A short sumary would be: a semaphore is a resource counter (not an
absolute lock).

    The main this is that a process other then the process that acquired
the semaphore can decrease the semaphore count, thus releasing it for
another client. Another big difference is that a process can set the
semaphore count lower then zero (0 == locked). This sometimes can be
usefull for Client / Server synchonisation.

Example usage for a typical Client / Server program flow using
semaphores / signals :

Server :
    create sem
    sem acquire
    setup envirioment
    fork children

Multiple Clients:
    repeat (wait for sem acquire) {
        send signal to Server
        communicate with server, get 'buffer'
        process buffer
    }

Server:

    while (Fill data into buffer) {
        semaphore release (!);
        Sleep(infinite or untill time out);
    }

    -> Sleeps untill interupted by signal (signal send by Client/Child)
    -> In signal handler:
        Send 'buffer' to client that acquired semaphore
        return;
   will cause the program to go back to main loop, sleep was interupted,
so goes to while (fill buffer) again. Also note that the Client -never-
calls semaphore release. The server does that once the resource is
available again.

    Rinse and Repeat till end of time, or end of data :-) This will
distribute the data to be processed over all the different clients
(since semaphores guarantee a linear processing of clients, so all
clients get there equal share).

    Last, i don't see why the implimentation as exists, requires 3
semaphores. It all seems kinda kludgy and quick-hack for a specific
project, and not 'sysv semaphores implimented in php'. (please forgive
my rude assumptions)

Does the maintainer (Tom May) want to work on this, or anyone else? I'd
be happy to help out, but my last C coding days are over 6 years behind
me, so i don't feel very confident to lead this project.. So any/all
help and/or comments would be apreciated.

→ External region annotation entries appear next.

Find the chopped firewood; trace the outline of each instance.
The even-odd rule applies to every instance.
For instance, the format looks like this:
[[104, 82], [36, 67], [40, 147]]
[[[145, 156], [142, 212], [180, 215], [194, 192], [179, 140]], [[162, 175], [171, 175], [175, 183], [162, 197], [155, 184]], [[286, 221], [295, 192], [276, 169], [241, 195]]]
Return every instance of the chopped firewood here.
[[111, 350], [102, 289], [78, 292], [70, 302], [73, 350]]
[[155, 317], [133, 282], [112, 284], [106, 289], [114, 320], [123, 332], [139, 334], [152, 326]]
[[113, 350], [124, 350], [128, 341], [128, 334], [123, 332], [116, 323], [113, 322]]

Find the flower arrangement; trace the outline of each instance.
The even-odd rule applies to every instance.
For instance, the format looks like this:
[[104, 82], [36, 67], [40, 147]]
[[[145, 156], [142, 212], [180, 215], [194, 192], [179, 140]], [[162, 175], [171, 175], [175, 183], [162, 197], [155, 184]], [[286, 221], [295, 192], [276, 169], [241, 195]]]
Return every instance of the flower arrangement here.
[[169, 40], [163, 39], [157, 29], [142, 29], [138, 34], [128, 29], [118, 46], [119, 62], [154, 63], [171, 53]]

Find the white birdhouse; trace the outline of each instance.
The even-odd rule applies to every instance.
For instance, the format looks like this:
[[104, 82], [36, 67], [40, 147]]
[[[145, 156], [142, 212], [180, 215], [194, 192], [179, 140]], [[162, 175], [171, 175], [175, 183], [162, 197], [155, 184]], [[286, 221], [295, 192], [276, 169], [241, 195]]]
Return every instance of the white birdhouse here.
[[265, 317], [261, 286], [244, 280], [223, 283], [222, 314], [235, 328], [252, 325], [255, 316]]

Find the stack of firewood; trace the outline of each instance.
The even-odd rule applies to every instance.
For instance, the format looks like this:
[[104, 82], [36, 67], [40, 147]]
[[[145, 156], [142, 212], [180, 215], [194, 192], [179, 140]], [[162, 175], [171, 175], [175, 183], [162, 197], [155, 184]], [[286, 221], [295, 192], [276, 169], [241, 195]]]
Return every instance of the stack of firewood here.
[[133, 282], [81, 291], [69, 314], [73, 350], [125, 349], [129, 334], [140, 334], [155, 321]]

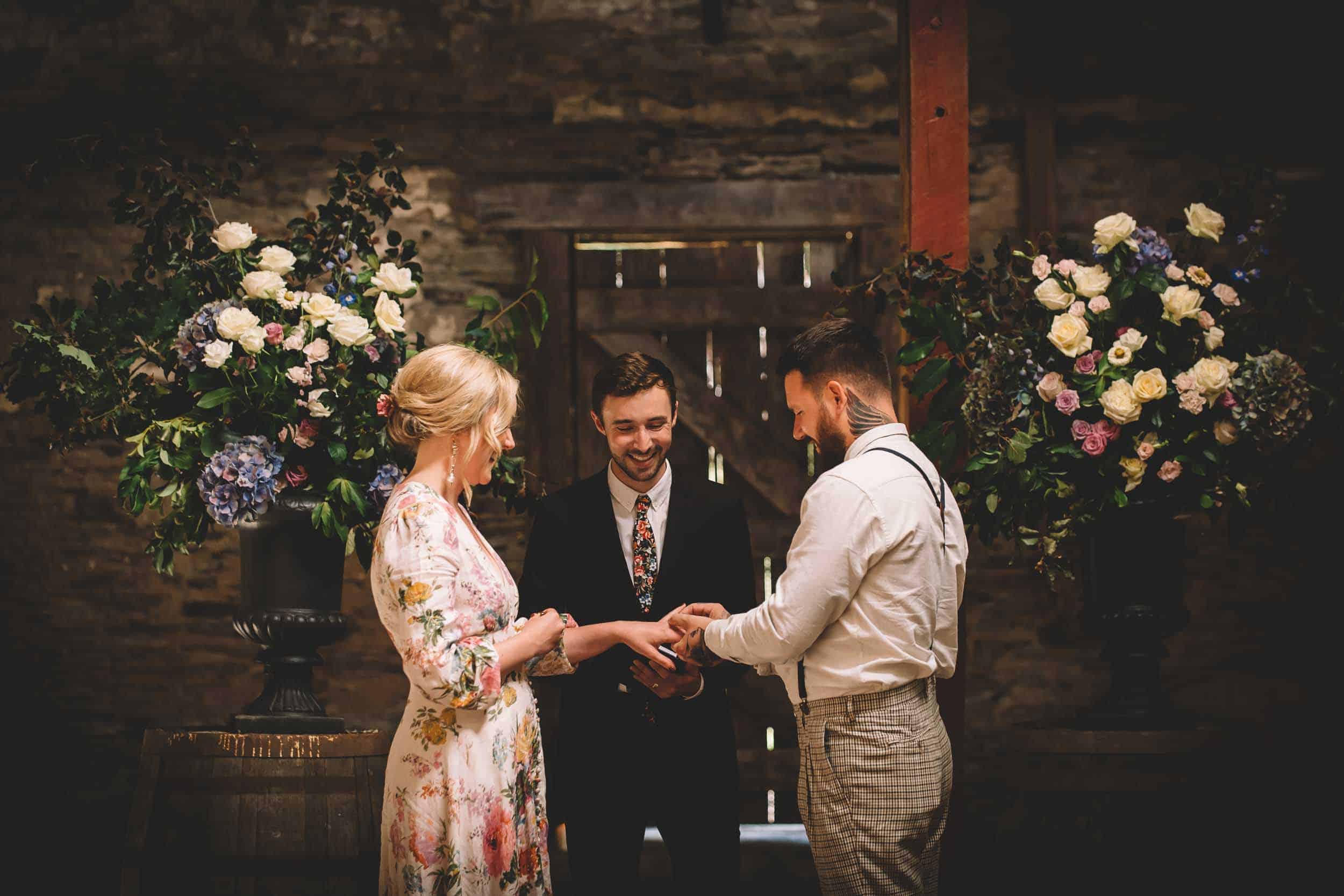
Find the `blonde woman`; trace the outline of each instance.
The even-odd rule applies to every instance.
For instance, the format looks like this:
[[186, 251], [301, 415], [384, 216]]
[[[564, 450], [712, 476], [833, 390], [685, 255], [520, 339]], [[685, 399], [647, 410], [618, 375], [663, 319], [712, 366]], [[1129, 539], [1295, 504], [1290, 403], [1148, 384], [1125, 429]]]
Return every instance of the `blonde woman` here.
[[550, 893], [528, 676], [570, 673], [618, 642], [671, 669], [656, 647], [680, 633], [665, 621], [579, 627], [555, 610], [515, 618], [513, 578], [460, 502], [513, 447], [508, 371], [438, 345], [407, 361], [390, 396], [388, 437], [415, 466], [387, 501], [370, 579], [411, 688], [387, 760], [379, 889]]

Also i noticed a potential security hole in the exisiting source, at
line 190 of sysvsem.c it uses

    semget(key, 3, perm|IPC_CREATE);

However, perm is not zero'd to 7 bits before being used, thus allowing
extra flags being added to the call, which presumably is unintentional,
since it allows nasty flags to be passed to this call. perm is gotton
from arg_perm, which is a lval. What i imagine you 'should' do is zero
out all non-relivant bits, basicly AND perm with 0x777. this will clear
all bits other then the (file style) permission flags.

    -- Chris Chabot

Ps. please CC me in replies, since im not subscribed to the php lists.